Jaie
Jaie

Reputation: 117

TSQL Unique filtered Index does not prevent insert

CREATE TABLE [dbo].[MessageTest]
(
    [ID] [uniqueidentifier] NOT NULL,
    [GatewayMessageId] [nvarchar](255) NULL,
    [GatewayOriginalMessageId] [nvarchar](255) NULL,

    CONSTRAINT [MessageTest_PK] 
        PRIMARY KEY CLUSTERED ([ID] ASC)
)
GO

CREATE UNIQUE INDEX Message_GatewayIDs_IDX 
ON [dbo].[MessageTest] (GatewayMessageId, GatewayOriginalMessageId) 
WHERE GatewayMessageId IS NOT NULL
  AND GatewayOriginalMessageId IS NOT NULL

-- Should work fine
INSERT INTO [dbo].[MessageTest] VALUES (NEWID(), NULL, NULL)
INSERT INTO [dbo].[MessageTest] VALUES (NEWID(), NULL, NULL)
INSERT INTO [dbo].[MessageTest] VALUES (NEWID(), NULL, NULL)

-- Should work
INSERT INTO [dbo].[MessageTest] 
VALUES (NEWID(), '257DC188-D687-4071-8A1A-04AAD50411E4', NULL)

-- Should not work???
INSERT INTO [dbo].[MessageTest] 
VALUES (NEWID(), '257DC188-D687-4071-8A1A-04AAD50411E4', NULL)

-- Should work
INSERT INTO [dbo].[MessageTest] 
VALUES (NEWID(), '257DC188-D687-4071-8A1A-04AAD50411E4', '257DC188-D687-4071-8A1A-04AAD50411E4')

-- Does not work as expected
INSERT INTO [dbo].[MessageTest] 
VALUES (NEWID(), '257DC188-D687-4071-8A1A-04AAD50411E4', '257DC188-D687-4071-8A1A-04AAD50411E4')

Why does the unique filtered index not prevent the insert statement when there is a null on the second attempt?

INSERT INTO [dbo].[MessageTest] 
VALUES (NEWID(), '257DC188-D687-4071-8A1A-04AAD50411E4', NULL)

What am I missing here?

I know if I change the index to

CREATE UNIQUE INDEX Message_GatewayIDs_IDX 
ON [dbo].[MessageTest] (GatewayMessageId, GatewayOriginalMessageId) 
WHERE GatewayMessageId IS NOT NULL

Then this works as I would expected the previous one to providing GatewayMessageId is always populated first.

Is this a bug?

Upvotes: 0

Views: 164

Answers (2)

gotqn
gotqn

Reputation: 43636

When a index is created several settings can be used:

  • unique - guarantees there is no duplicated values and like in set operators (UNION, EXCEPT, INTERSECT), here NULL = NULL which means that you can have only one value as two NULLs are find as duplicates of each other;
  • clustered/nonclustered - the logical order of the key values determines the physical order of the corresponding rows in a table if the index is clustered
  • INCLUDE - allows to specify the non-key columns to be added to the leaf level of the nonclustered index (in order to reduce key-lookups)
  • WHERE - specifying which rows to include in the index

So, the WHERE clause is limiting the rows that are included in the index.

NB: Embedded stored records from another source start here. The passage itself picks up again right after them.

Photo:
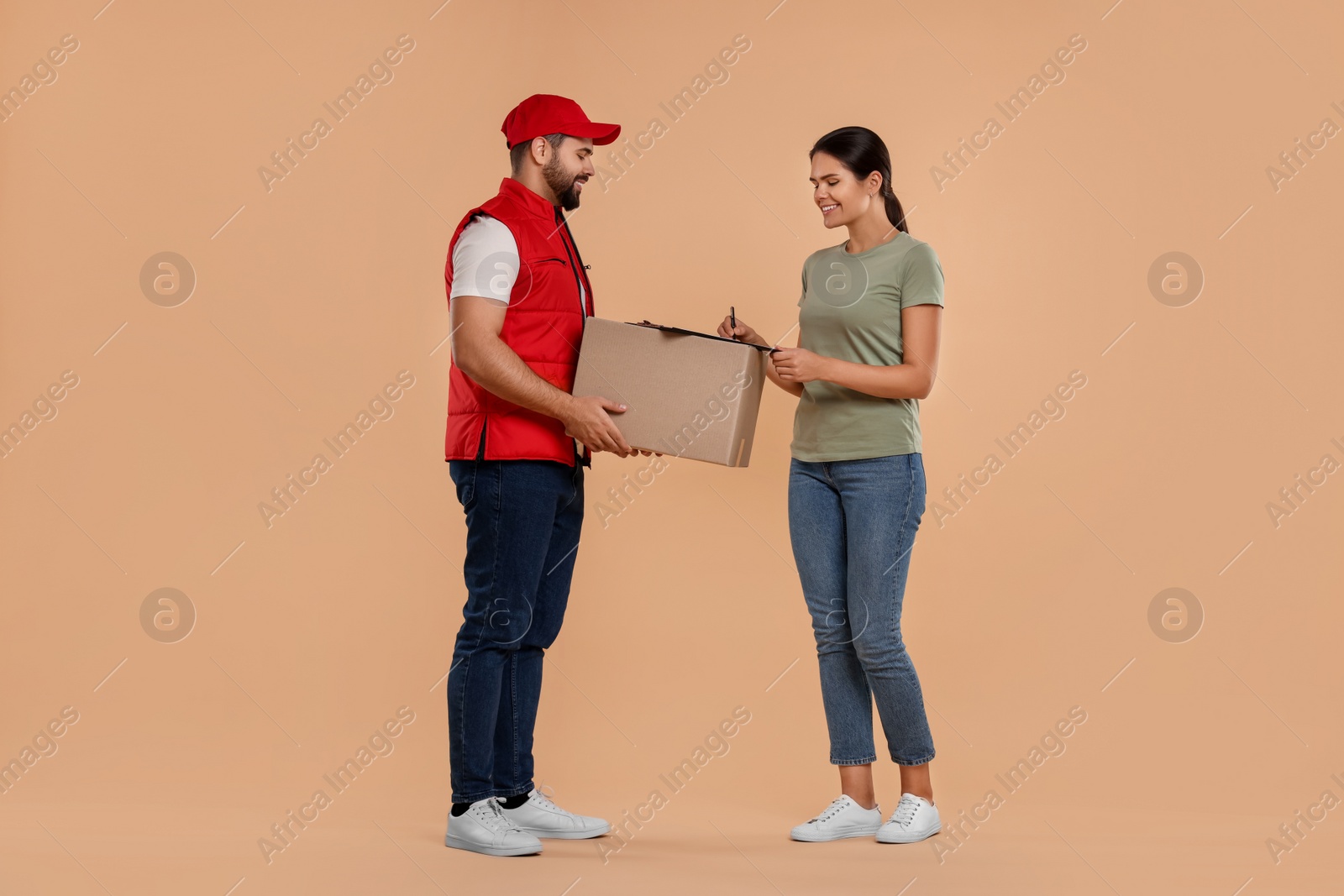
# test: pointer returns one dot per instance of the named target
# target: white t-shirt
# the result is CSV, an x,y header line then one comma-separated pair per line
x,y
486,262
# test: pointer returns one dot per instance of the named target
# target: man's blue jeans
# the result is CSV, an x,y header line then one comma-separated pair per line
x,y
523,521
853,524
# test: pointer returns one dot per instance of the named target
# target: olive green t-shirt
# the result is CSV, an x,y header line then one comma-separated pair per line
x,y
851,309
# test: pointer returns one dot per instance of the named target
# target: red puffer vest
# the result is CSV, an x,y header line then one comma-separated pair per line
x,y
543,324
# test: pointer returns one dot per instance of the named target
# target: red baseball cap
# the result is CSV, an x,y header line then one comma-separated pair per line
x,y
546,113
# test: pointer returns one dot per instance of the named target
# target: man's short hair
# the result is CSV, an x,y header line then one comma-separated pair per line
x,y
519,152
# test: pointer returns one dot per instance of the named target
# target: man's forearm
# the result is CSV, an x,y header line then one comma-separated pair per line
x,y
499,369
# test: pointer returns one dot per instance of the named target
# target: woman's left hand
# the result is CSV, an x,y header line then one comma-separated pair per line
x,y
799,364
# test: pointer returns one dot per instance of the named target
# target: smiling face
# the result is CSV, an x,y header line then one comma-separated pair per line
x,y
568,170
840,196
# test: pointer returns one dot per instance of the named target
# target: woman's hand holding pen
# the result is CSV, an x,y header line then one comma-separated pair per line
x,y
739,332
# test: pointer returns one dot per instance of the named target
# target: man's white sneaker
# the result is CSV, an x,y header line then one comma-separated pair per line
x,y
543,819
916,819
484,829
842,819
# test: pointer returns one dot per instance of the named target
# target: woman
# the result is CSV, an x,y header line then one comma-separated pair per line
x,y
867,351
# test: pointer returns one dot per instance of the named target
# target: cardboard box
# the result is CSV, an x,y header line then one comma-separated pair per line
x,y
689,394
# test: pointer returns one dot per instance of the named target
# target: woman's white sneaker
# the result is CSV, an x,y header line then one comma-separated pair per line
x,y
842,819
543,819
486,829
916,819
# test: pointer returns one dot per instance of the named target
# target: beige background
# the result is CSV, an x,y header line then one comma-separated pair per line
x,y
1032,600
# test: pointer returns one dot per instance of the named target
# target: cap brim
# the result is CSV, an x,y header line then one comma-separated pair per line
x,y
600,132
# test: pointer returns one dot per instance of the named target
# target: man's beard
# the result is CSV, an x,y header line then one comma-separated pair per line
x,y
562,184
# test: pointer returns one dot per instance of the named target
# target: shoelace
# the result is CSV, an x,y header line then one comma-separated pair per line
x,y
837,805
906,812
544,801
490,815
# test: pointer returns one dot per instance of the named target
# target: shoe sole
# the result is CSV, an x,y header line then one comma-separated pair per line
x,y
824,840
566,835
490,851
906,839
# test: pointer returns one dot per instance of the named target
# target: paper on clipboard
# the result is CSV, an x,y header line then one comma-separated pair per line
x,y
691,332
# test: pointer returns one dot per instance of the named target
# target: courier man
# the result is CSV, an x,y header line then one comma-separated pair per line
x,y
517,295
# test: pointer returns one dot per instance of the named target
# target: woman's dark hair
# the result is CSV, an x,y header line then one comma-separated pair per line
x,y
864,152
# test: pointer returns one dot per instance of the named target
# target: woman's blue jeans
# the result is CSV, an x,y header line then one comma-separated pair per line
x,y
853,526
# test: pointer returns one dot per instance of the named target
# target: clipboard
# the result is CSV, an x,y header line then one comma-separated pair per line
x,y
691,332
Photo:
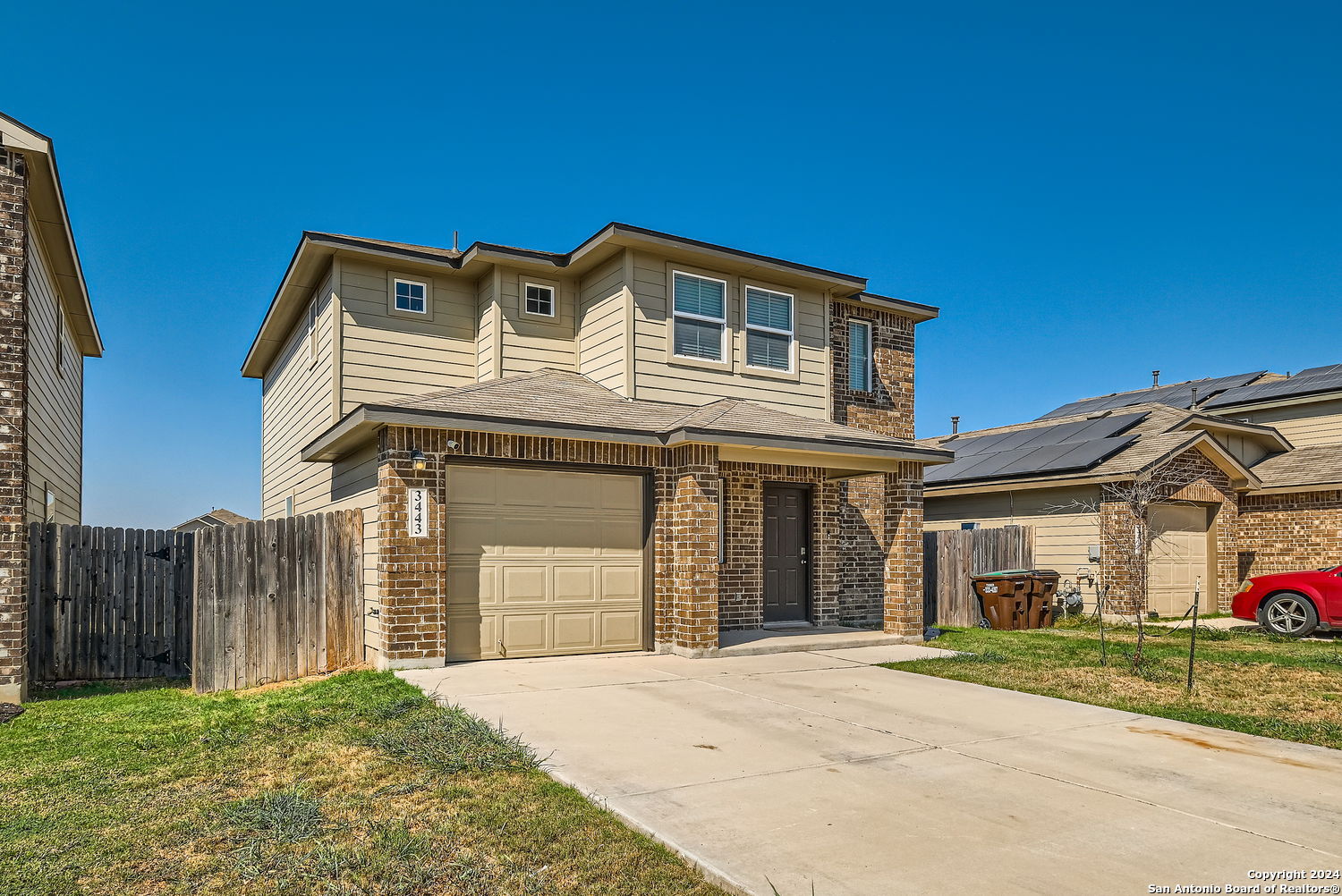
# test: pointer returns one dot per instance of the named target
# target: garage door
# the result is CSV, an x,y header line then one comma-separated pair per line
x,y
542,562
1178,557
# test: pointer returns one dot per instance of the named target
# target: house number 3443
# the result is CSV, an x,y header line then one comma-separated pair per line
x,y
419,512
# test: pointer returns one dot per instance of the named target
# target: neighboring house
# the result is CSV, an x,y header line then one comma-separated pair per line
x,y
46,332
633,445
214,520
1253,461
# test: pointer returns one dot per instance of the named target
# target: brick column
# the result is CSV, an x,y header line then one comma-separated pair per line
x,y
687,587
411,571
904,552
13,429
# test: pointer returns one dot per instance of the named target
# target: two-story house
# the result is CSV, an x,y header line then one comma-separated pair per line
x,y
46,332
636,444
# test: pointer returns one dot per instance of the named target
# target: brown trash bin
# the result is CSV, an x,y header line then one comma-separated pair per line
x,y
1004,612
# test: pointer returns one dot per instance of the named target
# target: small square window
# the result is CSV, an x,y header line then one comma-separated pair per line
x,y
411,297
539,300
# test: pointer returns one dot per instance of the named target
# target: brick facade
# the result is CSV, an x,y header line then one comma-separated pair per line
x,y
1192,478
13,445
1288,533
694,596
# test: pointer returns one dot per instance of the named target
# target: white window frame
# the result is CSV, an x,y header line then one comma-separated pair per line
x,y
871,351
397,281
791,332
555,300
724,359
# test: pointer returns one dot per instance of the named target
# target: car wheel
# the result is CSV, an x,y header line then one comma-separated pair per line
x,y
1290,614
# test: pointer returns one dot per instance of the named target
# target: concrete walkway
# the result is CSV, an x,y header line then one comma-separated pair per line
x,y
818,767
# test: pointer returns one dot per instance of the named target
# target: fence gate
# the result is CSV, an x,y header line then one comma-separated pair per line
x,y
107,603
952,557
278,600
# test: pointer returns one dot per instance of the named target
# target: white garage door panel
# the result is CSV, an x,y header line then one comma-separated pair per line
x,y
542,562
1178,558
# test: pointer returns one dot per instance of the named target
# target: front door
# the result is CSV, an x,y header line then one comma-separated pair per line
x,y
786,579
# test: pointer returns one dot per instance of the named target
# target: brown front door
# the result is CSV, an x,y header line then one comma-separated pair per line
x,y
786,579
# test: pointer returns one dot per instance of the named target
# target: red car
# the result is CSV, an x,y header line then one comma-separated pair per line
x,y
1293,604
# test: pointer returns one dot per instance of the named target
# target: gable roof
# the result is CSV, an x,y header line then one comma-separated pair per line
x,y
1312,466
565,404
1326,378
314,249
1191,393
217,517
1159,434
51,219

From there, it may have significantly smaller size than index without the filtering clause. And the smaller size, means less data is read (less IO) and potentially better performance. The requirement for a query to use it is to contain the same WHERE clause as the index.

And from the above your code:

WHERE GatewayMessageId IS NOT NULL
  AND GatewayOriginalMessageId IS NOT NULL

is filtering which rows to be part of the index, not enforcing data integrity.

Also, declaring a PRIMARY KEY or UNIQUE constraint causes SQL Server to automatically create an index.

An unique index can be created without matching a constraint, but a constraint (either primary key or unique) cannot exist without having a unique index.

And as we said, a UNIQUE constraint allows one null value to be inserted, so if you don't want to have NULL values, you need to declare the column as such:

ALTER TABLE [...]
ALTER COLUMN [...] [type] NOT NULL;

and if the table has already NULL rows need to populate them first - one technique is to create a DEFAULT CONSTRAINT with the WITH VALUES option. But note that, this will lock your table. Another way is to perform batch update, first.

Upvotes: 0

seanb
seanb

Reputation: 6685

The UNIQUE constraint on the index means values within the index must be unique.

Your filter on the index is

where GatewayMessageId IS NOT NULL
    AND GatewayOriginalMessageId IS NOT NULL

(in other words - both GatewayMessageId and GatewayOriginalMessageId must have values).

However, as you are inserting a row into the table with GatewayOriginalMessageId = NULL, it is not included in the filtered index - and therefore is not subject to the UNIQUE constraint within that index.